Кто когда-нибудь сидел у постели умирающего, знает, что время теряет здесь само собой разумеющуюся реальность.
Кто сидит в доме умирающего у его постели, кто ищет слова, напрягая изо всех сил свою способность мыслить, чтобы не сойти с ума, не усмехнуться дурацкой усмешкой, тот знает — будь то учитель начальной ойтельской школы у постели своей жены или я у постели моего брата (о чем я хотел написать, но так и не смог), — что умирающий человек становится ему чуждым, потому что он порождает тишину — торжественную тишину.
Тот, кто сидел рядом с умирающим и присутствовал при приближении смерти, тот по-своему слышал — ну да, слышал! — эту мертвую тишину.

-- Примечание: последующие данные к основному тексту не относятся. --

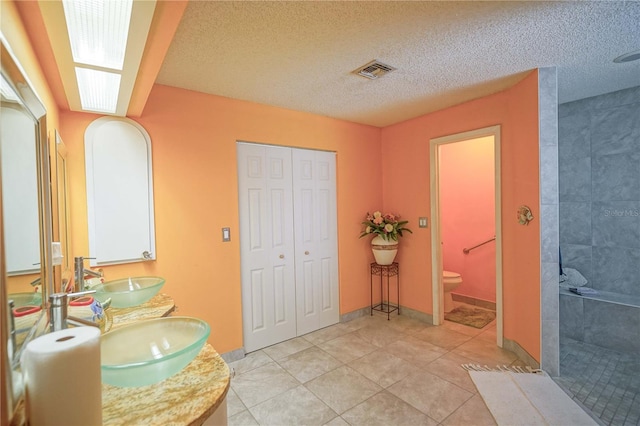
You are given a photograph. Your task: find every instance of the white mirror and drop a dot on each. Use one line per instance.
(26, 272)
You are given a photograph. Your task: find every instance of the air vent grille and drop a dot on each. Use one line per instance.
(374, 69)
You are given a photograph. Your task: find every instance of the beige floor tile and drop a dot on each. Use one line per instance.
(262, 383)
(363, 321)
(309, 364)
(442, 336)
(347, 347)
(250, 361)
(386, 409)
(472, 412)
(449, 367)
(379, 335)
(286, 348)
(435, 397)
(297, 406)
(326, 334)
(488, 335)
(234, 404)
(407, 325)
(243, 418)
(338, 421)
(382, 367)
(485, 352)
(462, 329)
(343, 388)
(415, 351)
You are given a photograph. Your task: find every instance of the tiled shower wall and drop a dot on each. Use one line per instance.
(599, 189)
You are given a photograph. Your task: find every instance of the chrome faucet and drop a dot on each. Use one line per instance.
(81, 272)
(58, 316)
(13, 328)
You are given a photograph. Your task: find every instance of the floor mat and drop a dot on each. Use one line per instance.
(468, 315)
(527, 399)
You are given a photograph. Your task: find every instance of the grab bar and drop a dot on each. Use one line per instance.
(466, 251)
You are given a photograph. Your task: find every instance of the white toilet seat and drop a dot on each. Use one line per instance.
(451, 277)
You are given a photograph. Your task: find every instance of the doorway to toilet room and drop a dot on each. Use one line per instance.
(466, 242)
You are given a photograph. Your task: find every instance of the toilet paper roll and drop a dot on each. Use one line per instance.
(62, 378)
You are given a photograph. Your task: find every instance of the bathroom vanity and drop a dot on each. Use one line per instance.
(194, 396)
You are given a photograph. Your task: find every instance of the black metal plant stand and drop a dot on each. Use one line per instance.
(387, 271)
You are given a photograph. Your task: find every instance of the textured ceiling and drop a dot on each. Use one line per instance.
(300, 55)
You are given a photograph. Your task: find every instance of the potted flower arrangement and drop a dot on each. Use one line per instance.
(386, 229)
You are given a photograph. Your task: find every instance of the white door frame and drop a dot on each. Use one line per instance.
(436, 239)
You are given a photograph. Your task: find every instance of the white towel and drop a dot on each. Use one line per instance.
(572, 278)
(584, 291)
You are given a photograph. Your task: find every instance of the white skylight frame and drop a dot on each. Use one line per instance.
(98, 89)
(53, 15)
(98, 31)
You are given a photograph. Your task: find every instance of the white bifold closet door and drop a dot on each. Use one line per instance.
(288, 242)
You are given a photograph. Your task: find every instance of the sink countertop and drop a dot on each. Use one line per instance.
(187, 398)
(158, 306)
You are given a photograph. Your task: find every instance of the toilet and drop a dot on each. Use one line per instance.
(450, 281)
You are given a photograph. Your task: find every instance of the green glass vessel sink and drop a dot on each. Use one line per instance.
(128, 292)
(150, 351)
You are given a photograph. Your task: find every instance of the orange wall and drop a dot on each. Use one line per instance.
(406, 189)
(467, 214)
(195, 192)
(193, 138)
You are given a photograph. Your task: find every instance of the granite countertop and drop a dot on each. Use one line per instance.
(158, 306)
(187, 398)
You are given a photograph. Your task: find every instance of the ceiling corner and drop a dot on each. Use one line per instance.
(165, 22)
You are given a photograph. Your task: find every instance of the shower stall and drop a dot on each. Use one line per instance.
(599, 206)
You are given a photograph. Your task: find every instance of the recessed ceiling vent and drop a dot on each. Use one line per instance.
(374, 69)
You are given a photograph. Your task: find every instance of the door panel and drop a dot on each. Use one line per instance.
(288, 239)
(315, 218)
(266, 243)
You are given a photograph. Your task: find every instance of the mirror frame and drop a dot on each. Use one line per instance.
(17, 79)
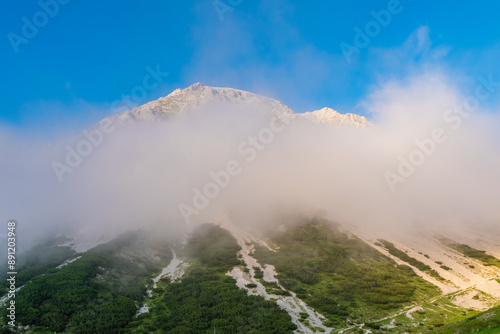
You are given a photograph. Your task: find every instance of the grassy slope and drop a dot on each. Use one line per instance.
(486, 322)
(98, 293)
(207, 298)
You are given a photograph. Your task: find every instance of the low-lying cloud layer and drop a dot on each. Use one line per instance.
(156, 174)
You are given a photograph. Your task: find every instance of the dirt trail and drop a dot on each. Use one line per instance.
(292, 304)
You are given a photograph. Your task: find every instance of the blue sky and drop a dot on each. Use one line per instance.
(90, 53)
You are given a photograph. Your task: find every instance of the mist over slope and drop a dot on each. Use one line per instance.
(203, 152)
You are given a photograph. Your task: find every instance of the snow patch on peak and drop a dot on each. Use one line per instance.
(331, 116)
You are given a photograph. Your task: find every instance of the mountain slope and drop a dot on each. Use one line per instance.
(198, 96)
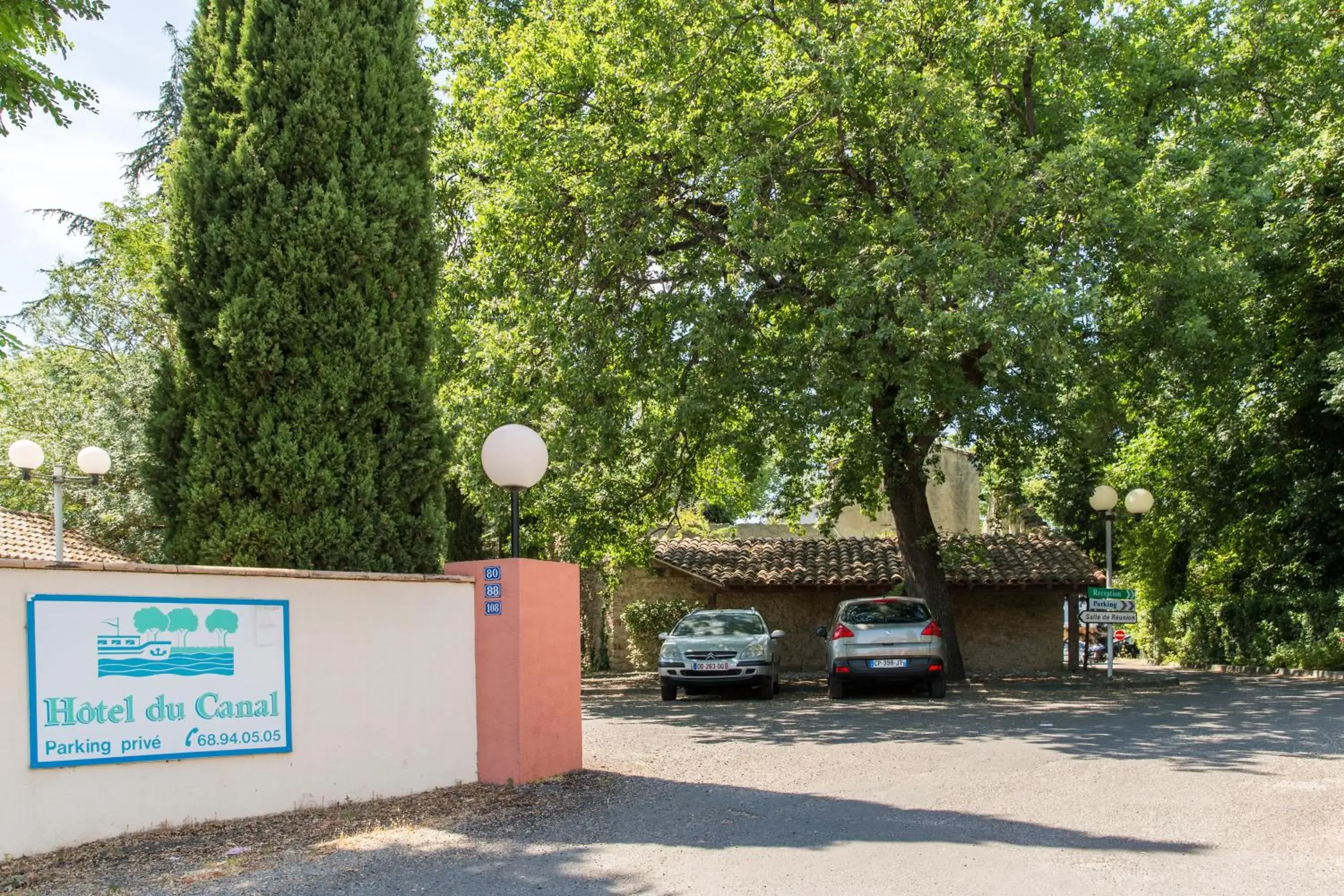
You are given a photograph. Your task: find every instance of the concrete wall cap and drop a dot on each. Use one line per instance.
(6, 563)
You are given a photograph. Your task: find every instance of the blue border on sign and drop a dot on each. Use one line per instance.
(97, 598)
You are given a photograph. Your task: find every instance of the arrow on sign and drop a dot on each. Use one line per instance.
(1120, 594)
(1108, 618)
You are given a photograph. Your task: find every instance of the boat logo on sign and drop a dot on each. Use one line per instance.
(152, 650)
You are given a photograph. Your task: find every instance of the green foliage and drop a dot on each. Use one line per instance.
(691, 238)
(164, 120)
(646, 621)
(222, 622)
(1219, 359)
(88, 378)
(183, 621)
(31, 30)
(299, 428)
(151, 620)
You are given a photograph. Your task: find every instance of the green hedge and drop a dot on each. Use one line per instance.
(644, 620)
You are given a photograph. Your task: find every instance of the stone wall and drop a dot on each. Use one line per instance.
(1010, 630)
(1000, 632)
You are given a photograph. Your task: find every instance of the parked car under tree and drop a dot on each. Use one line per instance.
(883, 641)
(719, 648)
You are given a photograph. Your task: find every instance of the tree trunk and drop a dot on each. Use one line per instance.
(918, 538)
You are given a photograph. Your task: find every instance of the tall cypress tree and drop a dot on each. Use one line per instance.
(297, 426)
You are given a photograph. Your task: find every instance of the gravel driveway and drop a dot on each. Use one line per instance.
(1223, 785)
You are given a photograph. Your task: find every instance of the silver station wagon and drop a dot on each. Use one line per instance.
(719, 648)
(883, 640)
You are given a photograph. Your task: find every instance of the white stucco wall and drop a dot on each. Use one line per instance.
(383, 696)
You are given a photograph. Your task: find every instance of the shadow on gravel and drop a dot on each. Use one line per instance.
(1211, 723)
(550, 844)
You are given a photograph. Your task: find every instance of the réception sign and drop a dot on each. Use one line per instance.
(142, 679)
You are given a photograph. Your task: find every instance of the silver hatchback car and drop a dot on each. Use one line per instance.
(719, 648)
(883, 640)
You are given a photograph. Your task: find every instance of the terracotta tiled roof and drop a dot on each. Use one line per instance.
(875, 562)
(33, 536)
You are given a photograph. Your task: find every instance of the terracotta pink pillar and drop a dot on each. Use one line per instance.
(527, 669)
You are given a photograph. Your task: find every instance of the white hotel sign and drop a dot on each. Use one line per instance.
(139, 679)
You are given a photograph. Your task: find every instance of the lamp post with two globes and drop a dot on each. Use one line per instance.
(515, 458)
(93, 462)
(1104, 499)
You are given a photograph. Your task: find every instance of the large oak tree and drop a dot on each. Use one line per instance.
(832, 232)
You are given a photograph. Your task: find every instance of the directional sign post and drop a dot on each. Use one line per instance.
(1109, 606)
(1111, 603)
(1101, 617)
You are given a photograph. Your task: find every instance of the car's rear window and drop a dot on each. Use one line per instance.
(885, 613)
(719, 624)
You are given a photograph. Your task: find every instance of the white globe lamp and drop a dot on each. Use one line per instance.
(515, 458)
(1139, 501)
(1104, 499)
(27, 456)
(93, 461)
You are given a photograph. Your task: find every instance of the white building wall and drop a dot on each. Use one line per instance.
(383, 694)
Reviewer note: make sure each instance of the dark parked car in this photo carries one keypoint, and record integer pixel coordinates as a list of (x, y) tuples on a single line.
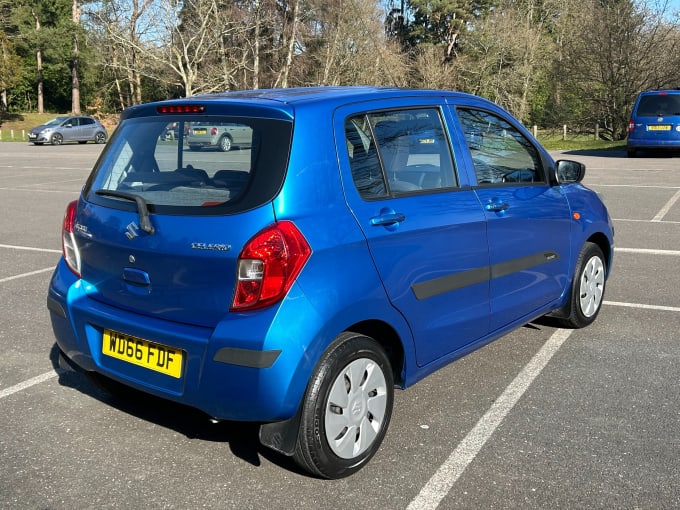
[(655, 122), (76, 128), (359, 245)]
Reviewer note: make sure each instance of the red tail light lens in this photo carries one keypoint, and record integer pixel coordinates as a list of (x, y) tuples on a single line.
[(268, 266), (68, 240)]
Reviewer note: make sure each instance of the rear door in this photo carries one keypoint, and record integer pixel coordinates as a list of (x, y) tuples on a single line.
[(70, 130), (426, 234), (529, 221)]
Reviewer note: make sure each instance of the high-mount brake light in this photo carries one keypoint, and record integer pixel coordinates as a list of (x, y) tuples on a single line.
[(181, 108), (68, 240), (268, 265)]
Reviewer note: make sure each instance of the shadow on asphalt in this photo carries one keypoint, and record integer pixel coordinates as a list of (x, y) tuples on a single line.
[(242, 437)]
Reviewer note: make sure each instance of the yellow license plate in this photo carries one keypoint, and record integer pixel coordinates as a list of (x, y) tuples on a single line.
[(156, 357)]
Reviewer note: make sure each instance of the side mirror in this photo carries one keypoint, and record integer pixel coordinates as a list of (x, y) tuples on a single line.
[(569, 172)]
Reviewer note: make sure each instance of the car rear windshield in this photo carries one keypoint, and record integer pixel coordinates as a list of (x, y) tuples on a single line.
[(150, 158), (659, 104)]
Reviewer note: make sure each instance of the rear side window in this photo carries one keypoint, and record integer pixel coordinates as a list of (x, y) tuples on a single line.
[(500, 153), (655, 105), (396, 152), (178, 165)]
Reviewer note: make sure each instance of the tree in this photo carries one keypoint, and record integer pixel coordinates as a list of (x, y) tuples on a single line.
[(612, 51), (10, 64)]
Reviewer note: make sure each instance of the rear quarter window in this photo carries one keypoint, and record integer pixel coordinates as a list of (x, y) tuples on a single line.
[(399, 151)]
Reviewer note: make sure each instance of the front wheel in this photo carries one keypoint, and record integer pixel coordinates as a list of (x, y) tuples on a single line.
[(347, 408), (587, 289)]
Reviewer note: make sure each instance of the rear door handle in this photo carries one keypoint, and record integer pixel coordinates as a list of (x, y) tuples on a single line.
[(387, 218), (497, 206)]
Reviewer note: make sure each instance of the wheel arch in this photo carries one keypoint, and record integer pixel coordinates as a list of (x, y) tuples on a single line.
[(389, 340), (602, 242)]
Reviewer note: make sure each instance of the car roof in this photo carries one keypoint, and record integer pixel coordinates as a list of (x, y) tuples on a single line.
[(659, 92), (285, 100)]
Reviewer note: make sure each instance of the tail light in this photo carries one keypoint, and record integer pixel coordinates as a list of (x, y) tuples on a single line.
[(68, 240), (268, 266)]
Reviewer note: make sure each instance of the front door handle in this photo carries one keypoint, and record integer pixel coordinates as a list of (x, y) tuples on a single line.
[(387, 217), (497, 206)]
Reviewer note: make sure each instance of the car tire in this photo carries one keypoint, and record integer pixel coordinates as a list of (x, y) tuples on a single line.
[(225, 144), (346, 409), (587, 288)]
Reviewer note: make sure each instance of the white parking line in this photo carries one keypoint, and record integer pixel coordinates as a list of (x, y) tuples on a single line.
[(643, 307), (666, 208), (23, 275), (442, 481), (27, 384), (647, 251), (29, 248)]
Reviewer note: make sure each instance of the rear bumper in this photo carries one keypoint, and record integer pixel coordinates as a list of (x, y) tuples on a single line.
[(236, 371)]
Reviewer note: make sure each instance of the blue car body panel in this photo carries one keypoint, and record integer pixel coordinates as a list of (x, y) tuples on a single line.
[(447, 277)]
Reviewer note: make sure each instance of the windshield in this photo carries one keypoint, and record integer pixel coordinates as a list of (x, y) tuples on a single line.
[(174, 170), (659, 104)]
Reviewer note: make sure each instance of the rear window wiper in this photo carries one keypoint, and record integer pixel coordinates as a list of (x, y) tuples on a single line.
[(142, 209)]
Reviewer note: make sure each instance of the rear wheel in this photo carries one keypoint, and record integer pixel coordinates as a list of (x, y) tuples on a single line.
[(347, 408), (587, 289)]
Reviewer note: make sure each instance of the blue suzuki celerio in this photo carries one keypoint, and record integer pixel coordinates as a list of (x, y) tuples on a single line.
[(354, 240)]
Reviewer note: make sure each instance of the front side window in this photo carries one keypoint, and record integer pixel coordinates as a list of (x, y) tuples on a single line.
[(180, 165), (398, 152), (500, 153)]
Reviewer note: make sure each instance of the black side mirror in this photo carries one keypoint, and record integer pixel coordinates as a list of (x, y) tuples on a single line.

Сидишь, время от времени смотришь на стрелки и удивляешься, что не заметил, как пробежали часы. Или же ты убежден, что просидел уже здесь, у постели, много долгих, горьких часов, а стрелки показывают, что прошло всего лишь несколько коротких минут, и ты встряхиваешь часы — они, видно, остановились; и кажется — нет, больше тебе не выдержать этой тишины, надо крикнуть, что-нибудь сделать и ничего, ничего больше не знать об уходе, о смерти. Здесь только время теряешь. И не успев так подумать — пугаешься. Мертвый дом, каменный склеп… Но что это?.. Тихий стук в стену. Не сама ли смерть стучится? Усмехнувшись, уверяешь себя, что в тишине ведь слышны все звуки и шорохи, заглушенные деловой сутолокой дня. Наверно, это насосная установка центрального отопления… И спускаешься вниз, в подвал, чтобы, прижав ухо к котлу, проверить свою догадку. Или же, вытянув руки, прислушиваясь, шаг за шагом продвигаешься вдоль стены — да нет, ничего не слышно, ни насоса, ни отопления, — и снова садишься на свое место у одра смерти. А однажды ночью слышишь уже только одинокое тиканье будильника. Оно все громче и громче, это бешеное тиканье, — тебе кажется, что ты в магазине, где продаются часы: будильники, ходики, — и все они тикают, тикают, тикают. Ну, с этим-то мы еще справимся, думаешь ты, затыкая уши или с хрустом надкусывая яблоко. Но вот наступает ночь, когда ты даешь себе разрешение вынести будильник из комнаты, хотя и знаешь, что это значит. И как когда-то раньше быстро забыл о стуке, так глубоко, так прочно забыл, что уже и не уверен, слышал стук или нет, забываешь теперь следить за падением капель в капельнице и глядишь невидящим взглядом то на то, то на это…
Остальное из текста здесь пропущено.